Minimnya realisasi FPKMS hingga melahirkan konflik dengan masyarakat sekitar menambah rentetan persoalan baru.
Baca juga: Kemendag Bakal Tambah Beban TBS Melalui New DMO, Petani Sawit Meradang
Lebih lanjut Surambo mengatakan, bahwa konflik Masyarakat dengan Perusahaan akibat tidak terealisasinya FPKMS disebabkan karena perspektif yang berbeda memaknai FPKMS dan implemetasi yang rumit di lapangan serta adanya dualisme pengaturan/regulasi FPKMS, di sektor pertanahan, kehutanan dan di sektor pertanian, sehingga menimbulkan ketidakpastian hukum dan ketidkadilan bagi masyarakat sekitar perkebunan.

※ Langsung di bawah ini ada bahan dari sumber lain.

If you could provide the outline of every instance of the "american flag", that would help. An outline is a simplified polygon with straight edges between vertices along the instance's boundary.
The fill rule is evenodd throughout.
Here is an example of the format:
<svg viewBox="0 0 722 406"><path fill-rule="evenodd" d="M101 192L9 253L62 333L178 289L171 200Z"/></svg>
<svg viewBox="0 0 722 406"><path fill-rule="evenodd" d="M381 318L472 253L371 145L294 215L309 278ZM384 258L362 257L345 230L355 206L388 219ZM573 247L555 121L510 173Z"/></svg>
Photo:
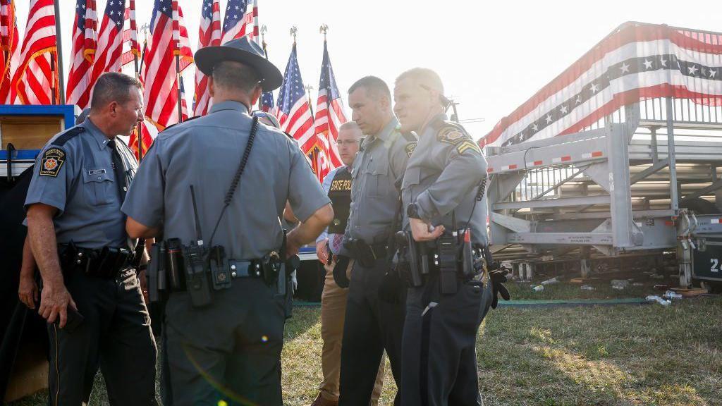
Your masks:
<svg viewBox="0 0 722 406"><path fill-rule="evenodd" d="M125 9L125 0L108 0L97 37L97 53L91 75L92 85L105 72L121 72Z"/></svg>
<svg viewBox="0 0 722 406"><path fill-rule="evenodd" d="M261 110L274 113L273 92L264 92L261 95Z"/></svg>
<svg viewBox="0 0 722 406"><path fill-rule="evenodd" d="M201 27L198 32L198 48L218 46L221 44L221 13L218 0L203 0L201 10ZM196 69L196 95L193 111L196 116L208 113L211 105L208 91L208 77Z"/></svg>
<svg viewBox="0 0 722 406"><path fill-rule="evenodd" d="M306 90L303 87L303 80L298 69L295 43L286 65L283 84L279 90L277 115L281 129L298 141L304 154L310 153L316 143L313 116L311 116Z"/></svg>
<svg viewBox="0 0 722 406"><path fill-rule="evenodd" d="M123 1L125 0L123 0ZM126 7L123 14L123 51L121 55L121 65L124 66L140 57L140 46L138 45L138 24L135 18L135 0L129 0L129 7ZM128 24L125 23L128 22ZM127 51L126 50L126 46Z"/></svg>
<svg viewBox="0 0 722 406"><path fill-rule="evenodd" d="M95 83L91 80L91 71L97 46L97 26L95 0L76 0L66 103L77 105L80 108L85 108L90 104L90 90Z"/></svg>
<svg viewBox="0 0 722 406"><path fill-rule="evenodd" d="M54 3L30 0L29 10L20 63L12 85L17 92L16 103L52 104L60 100Z"/></svg>
<svg viewBox="0 0 722 406"><path fill-rule="evenodd" d="M722 105L722 35L626 23L479 140L508 145L581 131L640 100Z"/></svg>
<svg viewBox="0 0 722 406"><path fill-rule="evenodd" d="M150 148L150 144L153 143L153 140L158 136L158 129L149 121L147 118L141 123L139 126L143 139L143 153L142 155L145 155L146 152L148 152L148 148ZM135 151L136 154L138 153L137 132L138 126L133 131L133 134L131 134L130 140L128 142L128 146Z"/></svg>
<svg viewBox="0 0 722 406"><path fill-rule="evenodd" d="M15 4L13 0L0 0L0 103L12 104L15 99L10 81L19 62L20 54L16 52L19 40Z"/></svg>
<svg viewBox="0 0 722 406"><path fill-rule="evenodd" d="M336 85L334 68L331 66L329 48L323 41L323 61L321 66L321 82L318 85L318 100L316 103L316 136L318 139L319 179L323 181L331 169L341 166L341 155L336 146L339 127L346 122L344 102L341 100L339 87Z"/></svg>
<svg viewBox="0 0 722 406"><path fill-rule="evenodd" d="M253 1L253 3L251 1ZM258 41L258 7L256 0L228 0L221 43L248 35Z"/></svg>
<svg viewBox="0 0 722 406"><path fill-rule="evenodd" d="M178 122L178 74L193 62L177 0L155 0L150 33L143 66L145 116L162 130ZM178 70L176 54L180 57Z"/></svg>

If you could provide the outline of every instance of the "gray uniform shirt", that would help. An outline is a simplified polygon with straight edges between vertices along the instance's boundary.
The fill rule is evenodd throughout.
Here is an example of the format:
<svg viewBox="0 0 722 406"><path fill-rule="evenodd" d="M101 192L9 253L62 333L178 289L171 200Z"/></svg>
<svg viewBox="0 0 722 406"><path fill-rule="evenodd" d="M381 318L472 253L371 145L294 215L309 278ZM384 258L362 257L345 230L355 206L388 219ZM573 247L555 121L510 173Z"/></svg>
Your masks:
<svg viewBox="0 0 722 406"><path fill-rule="evenodd" d="M367 137L351 168L351 206L344 236L367 243L386 242L399 202L396 182L404 176L409 151L396 117L375 135Z"/></svg>
<svg viewBox="0 0 722 406"><path fill-rule="evenodd" d="M82 132L69 138L76 127L82 127ZM58 209L53 223L58 243L72 241L91 249L128 248L108 138L91 119L76 127L51 138L38 156L25 207L43 203ZM116 144L130 183L137 161L120 139Z"/></svg>
<svg viewBox="0 0 722 406"><path fill-rule="evenodd" d="M158 134L128 192L123 212L147 227L162 228L165 238L188 244L196 241L193 185L204 243L210 244L251 122L245 105L227 101ZM279 249L283 238L279 217L287 200L301 221L330 202L300 150L281 131L259 124L212 244L223 246L233 259L260 258Z"/></svg>
<svg viewBox="0 0 722 406"><path fill-rule="evenodd" d="M486 176L487 160L474 139L458 124L445 123L445 115L434 118L422 131L419 144L409 158L404 176L404 207L416 202L419 215L433 225L452 231L456 210L458 228L466 226L478 186ZM404 210L404 228L409 218ZM487 201L479 202L471 220L473 241L487 244Z"/></svg>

“Banyak Perusahaan yang mengambil keuntungan dari kemelut regulasi yang berbeda dan berubah ubah di 3 kementerian tersebut, hingga tidak terlaksananya kewajiban perusahaan untuk memenuhi FPKMS, dan dampaknya tuntutan masyarakat terhadap realisasi pembangunan 20% tidak mencapai solusi yang jelas dan konflik terus menerus terjadi di berbagai wilayah," jelas Surambo.
Sementara menurut Penasehat Senior Indonesian Human Rights Committee for Social Justice (IHCS), Gunawan, kemitraan usaha perkebunan dan FMPKS seharusnya dilaksanakan untuk mendemokratiskan dan menciptakan keadilan perkebunan.
Lebih lanjut, Gunawan mengatakan bahwa kemitraan usaha perkebunan dan FPKMS harus dimaknai sebagai bagian dari reforma agraria melalui redistribusi tanah untuk petani, sebagai usaha bersama berdasar asas kekeluargaan, prinsip kemitraan, dan etika usaha.
“Pelaksanaan dari adanya penguasaan negara melalui kebijakan, pengaturan, pengurusan, pengawasan dan pengelolaan kemitraan usaha perkebunan sawit dan FKMS dalam rangka melindungi tujuan untuk besar-besar kemakmuran rakyat, serta mewujudkan pemberdayaan kelembagaan petani dan kelembagaan ekonomi petani (badan usaha milik petani) dan mencegah diskriminasi terhadap petani," tegas Gunawan.